Can you just walk in?
Everyone is welcome to attend meeting. As you come through the outer door you will get friendly smiles and someone is there to open the door into the main meeting room. If it is your first visit you may be given an information pack to help you understand what is going on and why.
Sadly, there are some unhelpful and outdated clichés attached to Quakerism. Quakers, or Friends as we call ourselves, are just friendly normal people! Even so, visitors may be unsure what to expect. First of all, people do not dress up! They wear everyday clothes, seldom is anyone particularly smart. There are people of all ages and types. Of course some are members, but many are attenders, that is people who worship with us but have not (yet) applied for membership. Some attenders do go on to become Quakers, others are content long term just to be part of the meeting. People may have a completely different faith but also choose to attend Quaker meetings.
As you go in you are struck by the simplicity of the room. There are no ornaments or church-like decorations. There are no distractions. Chairs are arranged in circles around a central table. The table is used later on as somewhere to put notices and leaflets.
Quakers say that meeting for worship begins when the first person has sat down in the meeting room. So, unless you are the first person, you will see people sitting silently, generally with their eyes closed. You can sit wherever you like, perhaps pick up a copy of the Bible or a Quaker book if you want to. Hopefully, after the time of the start of the Meeting, only one or two latecomers will slip in. Then everything is peaceful and quiet, with the odd cough maybe!
After a certain time, when a stillness has taken hold of the worshippers, someone may stand up feeling led to speak. A meeting for worship is not a discussion group. Words spoken, called spoken ministry, are for the deepening of the act of worship and at best are given out of a feeling that one is compelled to give them. They are followed by a period of silence so that all present may have the time to reflect on them. Other ‘ministers’ may likewise speak when they feel inspired to do so. Friends have found it best that people speak once only and the fewer words the better, so that they can concentrate on the message given. Sometimes there is silence throughout the whole meeting.
After the shaking of hands, which marks the end of meeting, visitors from other Quaker groups bring greetings. Newcomers, whether they are attenders or Quakers, are invited to introduce themselves. But they do this only if they want to. Notices are read out about events, meetings to come and issues that affect the group. Then tea and coffee are served – a few coins towards the cost are appreciated. People are friendly and someone may introduce themselves to you, if you look as though you feel like socialising. But you will not be pestered in any way. There are books and leaflets on sale with some excellent introductory material.

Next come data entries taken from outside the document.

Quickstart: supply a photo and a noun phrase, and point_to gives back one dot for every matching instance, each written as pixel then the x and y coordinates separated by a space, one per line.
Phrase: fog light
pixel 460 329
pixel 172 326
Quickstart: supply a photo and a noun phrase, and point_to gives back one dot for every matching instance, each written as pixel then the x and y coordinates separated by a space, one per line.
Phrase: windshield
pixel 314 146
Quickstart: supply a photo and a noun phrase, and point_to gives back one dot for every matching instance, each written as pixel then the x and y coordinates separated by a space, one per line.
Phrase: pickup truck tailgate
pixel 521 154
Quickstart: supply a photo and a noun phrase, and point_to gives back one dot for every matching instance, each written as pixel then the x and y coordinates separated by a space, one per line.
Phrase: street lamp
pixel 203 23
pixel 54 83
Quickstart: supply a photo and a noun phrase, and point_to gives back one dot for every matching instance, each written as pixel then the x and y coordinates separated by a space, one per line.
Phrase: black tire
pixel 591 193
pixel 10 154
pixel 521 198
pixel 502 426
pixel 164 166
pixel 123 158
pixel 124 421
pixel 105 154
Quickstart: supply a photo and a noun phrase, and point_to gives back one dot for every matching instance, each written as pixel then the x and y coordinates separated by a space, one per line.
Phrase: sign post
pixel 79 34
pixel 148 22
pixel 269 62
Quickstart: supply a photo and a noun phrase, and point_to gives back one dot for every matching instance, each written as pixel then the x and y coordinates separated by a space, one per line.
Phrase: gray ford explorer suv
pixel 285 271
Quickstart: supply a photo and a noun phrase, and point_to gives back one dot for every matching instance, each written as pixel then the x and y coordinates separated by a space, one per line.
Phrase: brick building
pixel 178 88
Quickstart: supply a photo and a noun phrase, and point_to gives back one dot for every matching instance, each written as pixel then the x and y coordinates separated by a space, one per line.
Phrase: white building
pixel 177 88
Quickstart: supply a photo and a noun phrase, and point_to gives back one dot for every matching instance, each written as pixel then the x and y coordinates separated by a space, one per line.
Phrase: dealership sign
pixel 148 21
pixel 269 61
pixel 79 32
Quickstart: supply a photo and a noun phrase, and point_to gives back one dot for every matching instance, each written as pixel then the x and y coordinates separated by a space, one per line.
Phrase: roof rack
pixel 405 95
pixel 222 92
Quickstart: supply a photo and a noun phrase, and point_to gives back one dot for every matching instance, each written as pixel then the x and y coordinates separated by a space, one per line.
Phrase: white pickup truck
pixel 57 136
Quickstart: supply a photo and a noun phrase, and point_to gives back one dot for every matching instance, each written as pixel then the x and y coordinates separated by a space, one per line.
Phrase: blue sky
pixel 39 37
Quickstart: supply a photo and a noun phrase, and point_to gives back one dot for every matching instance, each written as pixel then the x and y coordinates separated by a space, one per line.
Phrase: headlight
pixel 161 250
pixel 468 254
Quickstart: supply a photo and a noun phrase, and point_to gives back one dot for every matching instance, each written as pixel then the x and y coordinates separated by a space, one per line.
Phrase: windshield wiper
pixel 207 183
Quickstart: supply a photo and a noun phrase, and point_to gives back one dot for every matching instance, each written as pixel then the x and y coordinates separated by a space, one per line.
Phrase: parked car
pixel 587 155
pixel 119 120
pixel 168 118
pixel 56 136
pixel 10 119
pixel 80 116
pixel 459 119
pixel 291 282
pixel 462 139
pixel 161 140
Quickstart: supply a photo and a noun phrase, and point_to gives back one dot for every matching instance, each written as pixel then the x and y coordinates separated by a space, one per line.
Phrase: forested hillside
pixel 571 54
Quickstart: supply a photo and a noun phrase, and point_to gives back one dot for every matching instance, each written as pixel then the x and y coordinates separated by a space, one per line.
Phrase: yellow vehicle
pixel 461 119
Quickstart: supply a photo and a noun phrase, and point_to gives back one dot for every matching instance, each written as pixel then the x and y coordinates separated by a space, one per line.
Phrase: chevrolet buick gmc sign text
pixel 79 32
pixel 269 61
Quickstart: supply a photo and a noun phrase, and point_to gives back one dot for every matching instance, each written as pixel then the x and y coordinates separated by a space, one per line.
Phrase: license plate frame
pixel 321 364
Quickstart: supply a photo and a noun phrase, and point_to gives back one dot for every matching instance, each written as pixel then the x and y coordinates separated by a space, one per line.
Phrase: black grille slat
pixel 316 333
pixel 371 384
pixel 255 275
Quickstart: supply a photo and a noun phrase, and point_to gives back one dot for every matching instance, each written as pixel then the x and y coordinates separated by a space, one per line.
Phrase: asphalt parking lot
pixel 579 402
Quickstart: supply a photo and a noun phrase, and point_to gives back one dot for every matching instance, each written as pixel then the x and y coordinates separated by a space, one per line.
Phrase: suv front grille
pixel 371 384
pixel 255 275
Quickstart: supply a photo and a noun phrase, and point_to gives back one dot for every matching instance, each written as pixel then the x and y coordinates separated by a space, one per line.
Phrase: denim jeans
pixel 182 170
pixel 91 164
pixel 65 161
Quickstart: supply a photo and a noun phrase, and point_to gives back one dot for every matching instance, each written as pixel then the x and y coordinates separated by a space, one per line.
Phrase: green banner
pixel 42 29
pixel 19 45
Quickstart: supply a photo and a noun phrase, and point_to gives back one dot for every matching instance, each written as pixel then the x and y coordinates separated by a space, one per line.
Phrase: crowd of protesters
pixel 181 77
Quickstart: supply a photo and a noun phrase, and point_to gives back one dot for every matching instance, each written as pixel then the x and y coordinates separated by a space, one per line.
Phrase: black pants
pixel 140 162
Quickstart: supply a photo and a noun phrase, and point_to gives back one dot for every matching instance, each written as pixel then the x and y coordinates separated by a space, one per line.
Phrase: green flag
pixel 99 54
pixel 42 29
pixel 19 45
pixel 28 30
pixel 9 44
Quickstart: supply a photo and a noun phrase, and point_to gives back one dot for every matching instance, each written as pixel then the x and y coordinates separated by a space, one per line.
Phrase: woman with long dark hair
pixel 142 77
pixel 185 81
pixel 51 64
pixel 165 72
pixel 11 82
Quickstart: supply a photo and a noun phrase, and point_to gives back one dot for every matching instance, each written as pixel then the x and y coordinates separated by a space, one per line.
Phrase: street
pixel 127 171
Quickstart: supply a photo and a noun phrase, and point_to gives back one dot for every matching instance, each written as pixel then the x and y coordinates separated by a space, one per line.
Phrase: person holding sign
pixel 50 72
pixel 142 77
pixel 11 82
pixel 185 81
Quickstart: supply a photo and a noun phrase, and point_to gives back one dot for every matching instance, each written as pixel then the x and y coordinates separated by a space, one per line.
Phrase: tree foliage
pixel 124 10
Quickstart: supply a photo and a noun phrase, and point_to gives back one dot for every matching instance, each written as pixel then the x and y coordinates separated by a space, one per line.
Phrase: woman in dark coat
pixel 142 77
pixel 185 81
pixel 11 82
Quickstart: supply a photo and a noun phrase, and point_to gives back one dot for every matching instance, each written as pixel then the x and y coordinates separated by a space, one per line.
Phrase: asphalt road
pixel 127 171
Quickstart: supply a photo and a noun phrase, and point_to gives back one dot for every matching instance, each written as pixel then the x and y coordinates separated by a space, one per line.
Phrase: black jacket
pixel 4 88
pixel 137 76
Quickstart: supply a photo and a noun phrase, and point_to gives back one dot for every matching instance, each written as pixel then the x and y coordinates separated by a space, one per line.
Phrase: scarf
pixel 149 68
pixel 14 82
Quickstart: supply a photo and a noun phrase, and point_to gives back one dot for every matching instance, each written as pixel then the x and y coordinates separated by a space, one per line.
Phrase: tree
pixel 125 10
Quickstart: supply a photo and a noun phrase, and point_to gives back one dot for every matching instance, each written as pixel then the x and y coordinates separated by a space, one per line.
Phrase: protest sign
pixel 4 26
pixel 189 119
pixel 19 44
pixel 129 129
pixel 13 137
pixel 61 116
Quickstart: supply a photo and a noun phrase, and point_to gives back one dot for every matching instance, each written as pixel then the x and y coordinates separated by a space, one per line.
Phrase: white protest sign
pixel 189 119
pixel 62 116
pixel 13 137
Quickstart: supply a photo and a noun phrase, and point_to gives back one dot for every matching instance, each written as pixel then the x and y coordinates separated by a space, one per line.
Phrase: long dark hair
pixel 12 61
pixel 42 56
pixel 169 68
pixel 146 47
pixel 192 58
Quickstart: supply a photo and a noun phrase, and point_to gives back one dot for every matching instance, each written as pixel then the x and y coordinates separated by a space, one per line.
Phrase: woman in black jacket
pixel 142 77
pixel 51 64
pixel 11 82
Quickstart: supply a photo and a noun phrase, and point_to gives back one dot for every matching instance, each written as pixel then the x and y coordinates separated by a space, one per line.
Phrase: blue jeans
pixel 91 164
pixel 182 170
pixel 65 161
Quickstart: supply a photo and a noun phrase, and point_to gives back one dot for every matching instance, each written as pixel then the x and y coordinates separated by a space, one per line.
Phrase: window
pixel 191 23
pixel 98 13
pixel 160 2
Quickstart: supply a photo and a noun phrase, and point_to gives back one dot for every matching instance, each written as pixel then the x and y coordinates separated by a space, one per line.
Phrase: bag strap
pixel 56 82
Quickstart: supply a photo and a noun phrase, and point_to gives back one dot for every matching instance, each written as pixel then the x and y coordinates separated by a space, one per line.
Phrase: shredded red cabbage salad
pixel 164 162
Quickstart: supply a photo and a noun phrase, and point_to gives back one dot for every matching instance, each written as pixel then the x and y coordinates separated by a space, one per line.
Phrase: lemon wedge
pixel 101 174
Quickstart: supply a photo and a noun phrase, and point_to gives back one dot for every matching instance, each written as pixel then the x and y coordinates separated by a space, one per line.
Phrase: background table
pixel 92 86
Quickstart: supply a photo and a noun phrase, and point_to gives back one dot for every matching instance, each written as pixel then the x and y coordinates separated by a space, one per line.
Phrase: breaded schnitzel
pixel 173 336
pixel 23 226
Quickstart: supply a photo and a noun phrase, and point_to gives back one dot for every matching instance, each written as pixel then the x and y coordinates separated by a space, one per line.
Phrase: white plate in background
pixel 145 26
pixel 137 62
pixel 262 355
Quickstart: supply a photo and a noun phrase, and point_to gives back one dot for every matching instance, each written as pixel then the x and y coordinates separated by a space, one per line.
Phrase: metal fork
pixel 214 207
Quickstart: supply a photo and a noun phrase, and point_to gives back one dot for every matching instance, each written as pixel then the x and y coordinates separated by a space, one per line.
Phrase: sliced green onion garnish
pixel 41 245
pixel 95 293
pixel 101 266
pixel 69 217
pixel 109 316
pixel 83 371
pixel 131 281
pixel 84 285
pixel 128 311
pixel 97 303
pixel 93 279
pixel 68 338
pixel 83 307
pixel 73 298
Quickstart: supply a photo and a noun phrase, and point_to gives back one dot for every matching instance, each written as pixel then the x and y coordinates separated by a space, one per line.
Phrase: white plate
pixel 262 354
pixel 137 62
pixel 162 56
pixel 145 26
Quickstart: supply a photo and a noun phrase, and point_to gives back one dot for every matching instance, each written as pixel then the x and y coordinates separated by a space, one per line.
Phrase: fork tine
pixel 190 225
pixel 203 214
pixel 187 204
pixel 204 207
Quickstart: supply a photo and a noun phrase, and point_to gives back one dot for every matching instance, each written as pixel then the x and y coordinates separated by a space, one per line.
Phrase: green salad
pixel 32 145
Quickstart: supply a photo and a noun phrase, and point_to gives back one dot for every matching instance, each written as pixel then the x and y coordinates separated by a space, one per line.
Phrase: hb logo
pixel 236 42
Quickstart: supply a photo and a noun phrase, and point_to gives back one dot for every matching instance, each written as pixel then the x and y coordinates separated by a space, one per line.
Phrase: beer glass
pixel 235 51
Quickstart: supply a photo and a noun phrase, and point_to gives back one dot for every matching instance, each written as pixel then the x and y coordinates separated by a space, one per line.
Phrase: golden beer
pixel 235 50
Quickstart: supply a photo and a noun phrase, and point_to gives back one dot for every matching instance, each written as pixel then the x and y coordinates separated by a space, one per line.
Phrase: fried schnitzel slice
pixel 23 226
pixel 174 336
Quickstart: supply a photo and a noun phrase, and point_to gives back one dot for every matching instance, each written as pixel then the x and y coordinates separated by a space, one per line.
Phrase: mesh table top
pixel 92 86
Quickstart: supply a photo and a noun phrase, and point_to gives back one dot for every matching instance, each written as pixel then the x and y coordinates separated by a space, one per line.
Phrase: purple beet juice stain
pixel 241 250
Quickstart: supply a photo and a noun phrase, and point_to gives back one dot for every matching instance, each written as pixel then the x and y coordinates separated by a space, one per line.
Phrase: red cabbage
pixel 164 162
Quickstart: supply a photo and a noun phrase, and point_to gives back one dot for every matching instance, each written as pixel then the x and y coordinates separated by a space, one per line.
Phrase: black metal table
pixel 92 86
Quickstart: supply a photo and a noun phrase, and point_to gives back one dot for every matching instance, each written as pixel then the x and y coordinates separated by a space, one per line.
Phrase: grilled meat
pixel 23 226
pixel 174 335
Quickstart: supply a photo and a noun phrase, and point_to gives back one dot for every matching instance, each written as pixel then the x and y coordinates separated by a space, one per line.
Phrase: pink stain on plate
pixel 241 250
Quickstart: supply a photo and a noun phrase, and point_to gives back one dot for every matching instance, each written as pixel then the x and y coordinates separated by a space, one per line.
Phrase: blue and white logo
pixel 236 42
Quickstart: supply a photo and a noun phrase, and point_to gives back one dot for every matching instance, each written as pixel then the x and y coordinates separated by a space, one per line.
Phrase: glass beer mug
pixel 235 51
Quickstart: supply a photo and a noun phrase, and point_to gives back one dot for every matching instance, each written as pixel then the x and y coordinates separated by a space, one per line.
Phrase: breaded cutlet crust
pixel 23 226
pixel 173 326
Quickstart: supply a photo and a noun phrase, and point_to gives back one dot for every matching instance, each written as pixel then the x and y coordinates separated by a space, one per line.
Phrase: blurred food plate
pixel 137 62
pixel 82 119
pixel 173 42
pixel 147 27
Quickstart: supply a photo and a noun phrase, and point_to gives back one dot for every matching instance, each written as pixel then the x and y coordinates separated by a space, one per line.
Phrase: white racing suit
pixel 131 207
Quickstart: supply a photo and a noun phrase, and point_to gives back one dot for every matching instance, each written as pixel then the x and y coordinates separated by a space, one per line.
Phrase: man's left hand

Two Quaker elders who are ready to answer any questions will have been pointed out. There are various opportunities outside the meeting to find out more by joining in discussion groups and other events. Details of these are announced. It is up to you whether to simply attend and share the meeting or whether you want to go further. There is absolutely no pressure or expectation from anybody. Above all it is, quietly … very simple and friendly.